# Linear Regression

**Let's run a Linear Regression in Python on our NBA season average data.**

In [None]:
import pandas as pd
import numpy as np

# This library is used to do simple plots before running our regression
import matplotlib.pyplot as plt

# Two libraries you can do linear regression with.
from sklearn import linear_model
import statsmodels.api as sm

# Used for displaying images from the internet I found to help learn this.
from IPython.display import Image

**Load the pre-made data from the csv file**

In [None]:
nba = pd.read_csv("NBA Reg Season Player Avgs with Win Pct 2000-2019.csv")
nba.head()

**Look at all the column names to help hypothesize which two variables might be related.**

In [None]:
nba.columns

**Maybe we can expect that points scored (`PTS`) goes up as minutes played (`MP`) goes up?**

First, make a scatterplot of these two columns to explore the data.

In [None]:
plt.scatter(x=nba['MP'], y=nba['PTS'])
plt.title("Points Scored vs Minutes Played")
plt.xlabel("Minutes Played")
plt.ylabel("Points Scored")
plt.show()

In [None]:
# Only using 'Year' columnm, so we need to reshape to fit scikit's fit() function
regr_X = np.array(nba['MP']).reshape(-1,1)
# Response is '3PA', or the average # of 3-pointers attempted Per Game
regr_y = nba['PTS']

# Building a linear regression model using scikit's sklearn
regr = linear_model.LinearRegression()

# Calculating the parameters of our regression model using the fit() method
lin_model = regr.fit(X=regr_X, y=regr_y)

# Coefficient of year in our model
print("Coefficient of minutes played in our model: ", lin_model.coef_)

# Intercept Value in our model
print("Intercept in our model: ", lin_model.intercept_)

# Coefficient of Determination Score
print("R^2 Score: ", regr.score(X=regr_X, y=regr_y))

PTS = (0.76) MP - 9.76  

In [None]:
# Need to add a column of 1s to create a constant term
# statsmodels.api does not do it for us like sklearn does
summary_X = sm.add_constant(regr_X)

# Make into dataframes to make sure variable names are shown in output
summary_X = pd.DataFrame(summary_X).reset_index(drop=True)
summary_X.columns = ['Constant', 'MP']
summary_y = pd.DataFrame(regr_y).reset_index(drop=True)

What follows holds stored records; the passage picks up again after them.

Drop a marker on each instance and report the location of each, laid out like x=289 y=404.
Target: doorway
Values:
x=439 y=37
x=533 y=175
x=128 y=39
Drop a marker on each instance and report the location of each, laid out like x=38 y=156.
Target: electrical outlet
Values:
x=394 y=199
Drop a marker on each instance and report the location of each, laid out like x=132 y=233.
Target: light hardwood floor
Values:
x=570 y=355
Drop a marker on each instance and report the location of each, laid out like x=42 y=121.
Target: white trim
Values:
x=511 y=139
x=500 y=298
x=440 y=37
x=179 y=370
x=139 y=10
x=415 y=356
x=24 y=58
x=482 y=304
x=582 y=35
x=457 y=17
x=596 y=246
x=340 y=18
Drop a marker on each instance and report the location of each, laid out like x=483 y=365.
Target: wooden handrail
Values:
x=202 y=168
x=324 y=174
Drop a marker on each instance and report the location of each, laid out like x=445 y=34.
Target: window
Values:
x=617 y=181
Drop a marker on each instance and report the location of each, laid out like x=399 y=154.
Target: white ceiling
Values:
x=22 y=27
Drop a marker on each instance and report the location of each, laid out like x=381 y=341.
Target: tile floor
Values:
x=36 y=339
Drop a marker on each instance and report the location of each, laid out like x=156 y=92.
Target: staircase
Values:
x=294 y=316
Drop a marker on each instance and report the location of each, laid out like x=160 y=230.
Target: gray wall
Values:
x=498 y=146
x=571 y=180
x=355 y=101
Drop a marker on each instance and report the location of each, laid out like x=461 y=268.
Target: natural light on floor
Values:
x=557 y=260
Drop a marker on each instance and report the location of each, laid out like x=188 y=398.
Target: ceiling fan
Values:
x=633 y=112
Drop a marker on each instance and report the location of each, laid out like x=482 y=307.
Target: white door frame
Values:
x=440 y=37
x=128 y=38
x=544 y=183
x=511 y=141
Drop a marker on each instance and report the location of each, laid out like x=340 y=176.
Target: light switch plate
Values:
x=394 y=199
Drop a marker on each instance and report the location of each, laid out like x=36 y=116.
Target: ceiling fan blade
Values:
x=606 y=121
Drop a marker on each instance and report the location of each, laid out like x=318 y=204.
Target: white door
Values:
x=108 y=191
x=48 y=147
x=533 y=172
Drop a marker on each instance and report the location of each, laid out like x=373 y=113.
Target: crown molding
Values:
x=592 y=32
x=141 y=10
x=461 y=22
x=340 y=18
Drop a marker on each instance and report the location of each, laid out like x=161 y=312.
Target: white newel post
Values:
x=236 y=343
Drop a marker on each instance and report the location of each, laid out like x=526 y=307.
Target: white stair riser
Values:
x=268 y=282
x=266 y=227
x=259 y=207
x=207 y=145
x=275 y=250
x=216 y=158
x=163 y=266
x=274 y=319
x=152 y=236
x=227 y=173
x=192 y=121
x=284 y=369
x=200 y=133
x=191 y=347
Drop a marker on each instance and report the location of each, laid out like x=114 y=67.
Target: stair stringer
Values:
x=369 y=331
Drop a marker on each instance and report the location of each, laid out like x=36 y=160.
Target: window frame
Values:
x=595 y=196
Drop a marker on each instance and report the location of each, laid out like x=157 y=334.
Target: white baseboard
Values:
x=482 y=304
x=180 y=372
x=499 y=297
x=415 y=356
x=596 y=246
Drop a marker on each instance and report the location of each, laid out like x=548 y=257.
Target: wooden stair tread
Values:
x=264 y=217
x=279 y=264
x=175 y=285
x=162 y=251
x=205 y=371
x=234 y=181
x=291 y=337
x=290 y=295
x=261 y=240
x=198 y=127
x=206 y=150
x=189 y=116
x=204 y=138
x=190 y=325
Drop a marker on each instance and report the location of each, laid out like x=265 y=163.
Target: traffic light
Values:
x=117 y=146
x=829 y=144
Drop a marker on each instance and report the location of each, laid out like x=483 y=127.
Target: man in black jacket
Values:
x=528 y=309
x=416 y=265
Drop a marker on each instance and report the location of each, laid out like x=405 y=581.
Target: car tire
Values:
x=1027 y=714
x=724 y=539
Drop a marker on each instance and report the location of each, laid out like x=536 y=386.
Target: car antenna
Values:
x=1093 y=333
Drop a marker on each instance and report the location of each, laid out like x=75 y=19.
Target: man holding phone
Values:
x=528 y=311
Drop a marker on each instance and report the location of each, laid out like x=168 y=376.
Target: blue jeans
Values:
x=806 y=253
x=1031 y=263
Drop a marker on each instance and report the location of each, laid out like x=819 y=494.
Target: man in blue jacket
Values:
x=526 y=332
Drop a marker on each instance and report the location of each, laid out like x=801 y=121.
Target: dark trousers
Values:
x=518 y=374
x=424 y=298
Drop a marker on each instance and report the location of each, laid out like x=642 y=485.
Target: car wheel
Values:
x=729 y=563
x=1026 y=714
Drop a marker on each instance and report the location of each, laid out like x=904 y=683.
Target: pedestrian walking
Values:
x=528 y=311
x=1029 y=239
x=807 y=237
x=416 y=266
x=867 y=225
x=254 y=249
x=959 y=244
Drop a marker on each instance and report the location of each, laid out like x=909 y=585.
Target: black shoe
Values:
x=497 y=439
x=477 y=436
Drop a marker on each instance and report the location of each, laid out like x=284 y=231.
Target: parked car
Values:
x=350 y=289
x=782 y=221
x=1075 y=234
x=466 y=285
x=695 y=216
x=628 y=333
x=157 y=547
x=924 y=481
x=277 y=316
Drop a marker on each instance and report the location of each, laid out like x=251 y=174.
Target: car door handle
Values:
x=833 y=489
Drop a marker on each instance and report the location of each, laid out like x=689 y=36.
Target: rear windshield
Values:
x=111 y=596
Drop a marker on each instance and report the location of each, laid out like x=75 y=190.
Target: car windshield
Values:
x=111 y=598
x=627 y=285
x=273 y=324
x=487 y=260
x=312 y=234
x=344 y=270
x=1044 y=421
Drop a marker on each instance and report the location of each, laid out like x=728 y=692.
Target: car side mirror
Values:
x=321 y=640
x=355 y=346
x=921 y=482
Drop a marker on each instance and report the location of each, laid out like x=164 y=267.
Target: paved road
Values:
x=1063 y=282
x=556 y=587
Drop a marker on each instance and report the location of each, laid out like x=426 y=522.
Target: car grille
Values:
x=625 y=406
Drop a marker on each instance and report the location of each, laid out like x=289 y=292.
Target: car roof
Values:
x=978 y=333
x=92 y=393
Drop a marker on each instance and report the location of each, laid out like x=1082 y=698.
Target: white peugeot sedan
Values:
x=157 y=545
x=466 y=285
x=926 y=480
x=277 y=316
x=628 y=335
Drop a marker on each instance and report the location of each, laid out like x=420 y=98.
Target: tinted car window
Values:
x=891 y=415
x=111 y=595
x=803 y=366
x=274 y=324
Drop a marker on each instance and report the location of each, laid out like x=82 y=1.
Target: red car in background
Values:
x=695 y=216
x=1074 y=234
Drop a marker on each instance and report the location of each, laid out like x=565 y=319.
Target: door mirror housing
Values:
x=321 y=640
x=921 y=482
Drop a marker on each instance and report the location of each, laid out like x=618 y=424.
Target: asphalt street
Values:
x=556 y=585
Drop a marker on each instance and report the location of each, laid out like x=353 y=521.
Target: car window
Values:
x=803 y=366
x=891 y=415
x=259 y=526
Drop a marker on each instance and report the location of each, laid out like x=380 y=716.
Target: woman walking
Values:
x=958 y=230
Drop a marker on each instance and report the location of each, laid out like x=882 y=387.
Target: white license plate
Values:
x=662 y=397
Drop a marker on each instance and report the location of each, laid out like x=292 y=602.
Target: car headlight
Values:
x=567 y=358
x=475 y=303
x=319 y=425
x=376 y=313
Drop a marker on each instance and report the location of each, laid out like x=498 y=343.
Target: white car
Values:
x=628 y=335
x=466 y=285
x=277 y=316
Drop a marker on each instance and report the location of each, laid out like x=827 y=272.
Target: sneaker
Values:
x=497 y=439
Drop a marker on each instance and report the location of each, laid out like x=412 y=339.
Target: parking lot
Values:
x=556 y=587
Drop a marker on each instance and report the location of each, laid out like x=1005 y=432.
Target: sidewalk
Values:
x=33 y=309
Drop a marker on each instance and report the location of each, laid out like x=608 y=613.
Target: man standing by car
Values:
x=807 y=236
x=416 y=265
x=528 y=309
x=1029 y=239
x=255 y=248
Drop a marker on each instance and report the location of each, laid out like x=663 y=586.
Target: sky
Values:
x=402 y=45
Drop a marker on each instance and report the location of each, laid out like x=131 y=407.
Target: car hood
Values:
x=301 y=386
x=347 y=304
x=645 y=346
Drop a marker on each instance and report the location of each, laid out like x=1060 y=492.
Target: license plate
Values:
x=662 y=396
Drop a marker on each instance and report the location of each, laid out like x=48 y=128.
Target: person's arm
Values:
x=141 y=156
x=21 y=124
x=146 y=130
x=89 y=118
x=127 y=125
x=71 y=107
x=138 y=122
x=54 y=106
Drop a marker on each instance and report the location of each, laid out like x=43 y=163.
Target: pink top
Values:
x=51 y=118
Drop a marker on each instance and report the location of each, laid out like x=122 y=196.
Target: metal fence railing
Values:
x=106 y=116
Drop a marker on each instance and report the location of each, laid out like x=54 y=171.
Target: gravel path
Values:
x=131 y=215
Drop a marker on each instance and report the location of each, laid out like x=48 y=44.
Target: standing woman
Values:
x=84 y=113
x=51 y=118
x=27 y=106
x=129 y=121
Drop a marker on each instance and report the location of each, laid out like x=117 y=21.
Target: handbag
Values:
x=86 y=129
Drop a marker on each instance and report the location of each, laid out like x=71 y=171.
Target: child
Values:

summary_est = sm.OLS(summary_y, summary_X)

print(summary_est.fit().summary())

t-critical = 1.960
Our model's t-value = 79.546

Since the t-value was > t*, we have statistically-significant evidence to suggest at a 95% confidence level that Minutes Played and Points Scored have a positive, linear relationship 

In [None]:
plt.scatter(x=nba['AST'], y=nba['TOV'])
plt.title("Assists vs Turnovers")
plt.xlabel("Assists")
plt.ylabel("Turnovers")
plt.show()

Ho: Assists & TOV have NO relationship.

Ha: Assists & TV have a positive, linear relationship.

Ho: u=0

Ha: u>0

In [None]:
# Only using 'Year' columnm, so we need to reshape to fit scikit's fit() function
regr_X = np.array(nba['AST']).reshape(-1,1)
# Response is '3PA', or the average # of 3-pointers attempted Per Game
regr_y = nba['TOV']

# Need to add a column of 1s to create a constant term
# statsmodels.api does not do it for us like sklearn does
summary_X = sm.add_constant(regr_X)

# Make into dataframes to make sure variable names are shown in output
summary_X = pd.DataFrame(summary_X).reset_index(drop=True)
summary_X.columns = ['Constant', 'AST']
summary_y = pd.DataFrame(regr_y).reset_index(drop=True)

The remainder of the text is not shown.